[Access to Wang masthead]

The Shell Game

Unix shell script languages for the procedure programmer

From "Migration",  Access to Wang, September 1994
  [ Prior Article ]     [ Return to the Catalog of articles ]     [ Next Article ]  

Every programming environment has some sort of batch language to act as the "glue" that ties programs together to form applications. Such languages are accessible, offering immediate execution and feedback and a restricted syntax that is easier to learn than complex development languages. At the very least, batch languages must be present for those non-interactive jobs most applications still require, like nightly file reorganization and posting programs. On the VS, these purposes are well served by Wang's Procedure Language.

There seem to be two opposing view for the use of Procedure language in VS development. Many programmers never used any procedures, preferring the control and execution speed of compiled languages and using Procedure only as a job control language. Others coded entire applications within enormous Procedures. Those who tended to use Procedure as an application language - and I am one of them - think of Procedure as one of the reasons for the success of the VS with application developers.

When I began to become more involved with Unix, I was concerned that I would lose the benefits of Procedure - the integrated tools, straightforward syntax, and practical applications. In many ways, these fears proved true. Shell script languages are more powerful but they lack the clarity and integration of Procedure, making development and maintenance more difficult. On the other hand, shell scripts extend the capabilities of the command line environments they support, allowing most commands to be entered directly at the prompt for development or testing.

This month I'll compare and contrast the operating environment of shell scripts and VS Procedure Language and describe a few production scenarios.
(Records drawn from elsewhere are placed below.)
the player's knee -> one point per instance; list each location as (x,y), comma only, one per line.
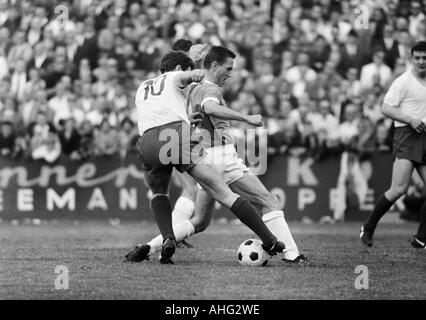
(200,224)
(398,190)
(269,201)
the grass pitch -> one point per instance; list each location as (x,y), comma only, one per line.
(94,252)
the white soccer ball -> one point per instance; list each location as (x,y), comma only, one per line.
(251,253)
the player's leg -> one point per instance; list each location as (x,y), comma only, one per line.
(419,240)
(204,206)
(250,187)
(186,228)
(185,204)
(401,174)
(212,183)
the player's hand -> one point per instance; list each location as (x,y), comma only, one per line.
(197,75)
(418,125)
(255,119)
(195,118)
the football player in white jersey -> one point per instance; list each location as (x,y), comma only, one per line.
(166,142)
(405,103)
(221,153)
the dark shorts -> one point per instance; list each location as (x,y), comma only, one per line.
(169,146)
(409,145)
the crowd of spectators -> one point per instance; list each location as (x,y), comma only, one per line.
(316,70)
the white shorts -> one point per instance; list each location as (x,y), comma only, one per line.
(225,160)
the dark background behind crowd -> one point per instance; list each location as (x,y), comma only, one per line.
(316,69)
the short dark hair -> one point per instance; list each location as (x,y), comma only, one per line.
(174,58)
(217,54)
(419,46)
(182,45)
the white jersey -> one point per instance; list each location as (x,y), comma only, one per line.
(408,94)
(160,101)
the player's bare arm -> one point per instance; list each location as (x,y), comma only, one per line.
(214,109)
(395,113)
(184,79)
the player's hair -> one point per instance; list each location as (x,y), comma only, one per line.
(217,54)
(174,58)
(419,46)
(182,45)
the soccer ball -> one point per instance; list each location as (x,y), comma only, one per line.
(251,253)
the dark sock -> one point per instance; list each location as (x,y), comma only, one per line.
(163,214)
(251,218)
(382,206)
(421,231)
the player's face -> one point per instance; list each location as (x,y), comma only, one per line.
(419,61)
(223,72)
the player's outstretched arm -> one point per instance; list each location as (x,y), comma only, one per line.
(185,78)
(214,109)
(395,113)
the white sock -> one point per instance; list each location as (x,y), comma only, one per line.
(278,226)
(182,230)
(183,210)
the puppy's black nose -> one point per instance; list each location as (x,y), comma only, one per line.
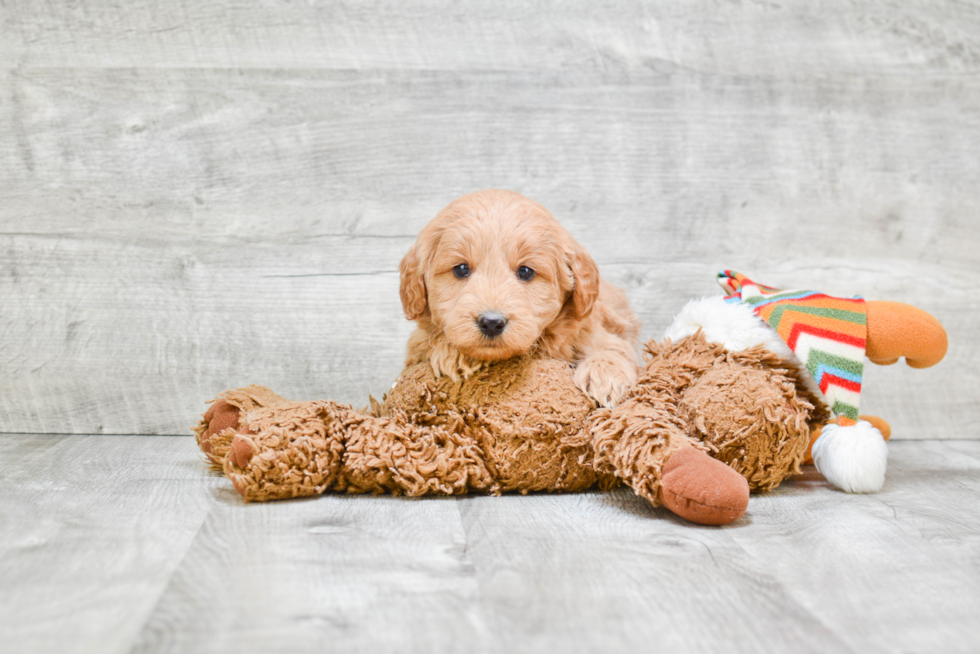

Development techniques, more language elements, and further exploration of script usage will be covered in future columns.

The shell script environment

In the VS world, there are two types of files that can be directly executed: those with a file type of Program, and consecutive 80-byte text files whose first non-comment line contains "PROC" or "PROCEDURE". MS-DOS executables are identified by the file name extension: .COM, .EXE, or .BAT. In contrast, Unix does not know or care about file types and will attempt to run any file set up with the access rights to be executed - regardless of its name.
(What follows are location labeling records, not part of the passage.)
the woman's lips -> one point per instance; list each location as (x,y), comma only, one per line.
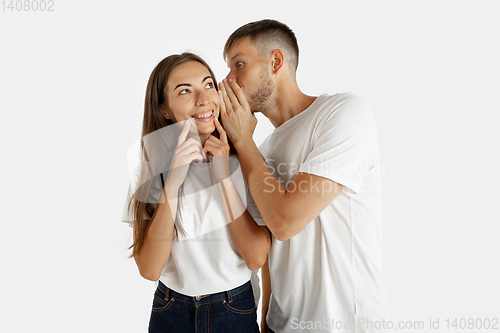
(205,119)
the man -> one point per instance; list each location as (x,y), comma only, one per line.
(316,183)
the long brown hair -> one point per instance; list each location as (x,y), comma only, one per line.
(141,204)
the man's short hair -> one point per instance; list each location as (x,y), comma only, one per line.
(267,36)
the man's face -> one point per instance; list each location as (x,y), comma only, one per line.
(251,72)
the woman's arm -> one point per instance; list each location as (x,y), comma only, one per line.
(266,296)
(251,240)
(158,239)
(159,236)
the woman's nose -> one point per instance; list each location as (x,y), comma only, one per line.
(202,98)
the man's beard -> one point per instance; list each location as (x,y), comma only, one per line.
(259,98)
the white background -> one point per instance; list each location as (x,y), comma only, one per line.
(72,86)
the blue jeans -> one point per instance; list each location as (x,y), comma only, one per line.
(229,311)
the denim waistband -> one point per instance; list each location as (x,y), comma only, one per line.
(203,299)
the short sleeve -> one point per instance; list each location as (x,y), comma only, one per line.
(126,214)
(344,142)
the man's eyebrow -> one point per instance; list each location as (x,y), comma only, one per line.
(189,84)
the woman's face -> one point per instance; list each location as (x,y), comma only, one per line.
(190,93)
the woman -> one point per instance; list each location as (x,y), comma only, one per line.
(200,243)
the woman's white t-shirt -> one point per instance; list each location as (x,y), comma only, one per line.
(204,260)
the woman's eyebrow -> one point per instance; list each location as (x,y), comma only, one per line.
(182,84)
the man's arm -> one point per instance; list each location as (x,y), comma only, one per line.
(286,212)
(266,296)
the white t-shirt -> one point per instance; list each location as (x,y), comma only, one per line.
(331,270)
(204,260)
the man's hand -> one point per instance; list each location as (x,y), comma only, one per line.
(239,122)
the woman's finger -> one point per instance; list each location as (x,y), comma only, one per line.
(190,142)
(184,132)
(232,97)
(227,101)
(220,129)
(194,156)
(239,94)
(223,111)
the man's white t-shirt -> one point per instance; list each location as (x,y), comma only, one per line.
(204,260)
(328,276)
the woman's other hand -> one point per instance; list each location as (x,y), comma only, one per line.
(219,149)
(185,152)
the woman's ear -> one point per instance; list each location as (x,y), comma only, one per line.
(278,59)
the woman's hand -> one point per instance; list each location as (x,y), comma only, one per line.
(185,152)
(219,149)
(237,117)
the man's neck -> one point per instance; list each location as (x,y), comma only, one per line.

This is not to say there are no file types recognized by Unix: unlike the VS, the format of a file is determined at run time, not stored by the file system. Like other operating systems, Unix language compilers produce machine-specific object code whose instructions are used directly by the operating system. If the file is not an object format, it is assumed to be a script language and an interpreter is invoked, just as the VS operating system attempts to use the Procedure Interpreter if it finds PROCEDURE within a text file.

Unlike the VS or MS-DOS environments, there is a wide choice of script languages in the Unix world, each with its own interpreter and syntax. Each flavor of Unix has a preferred shell script language which acts as the default unless there is evidence that another language should be used. In most Unix systems, this default interpreter is the Bourne shell, and this will be the shell used for all examples.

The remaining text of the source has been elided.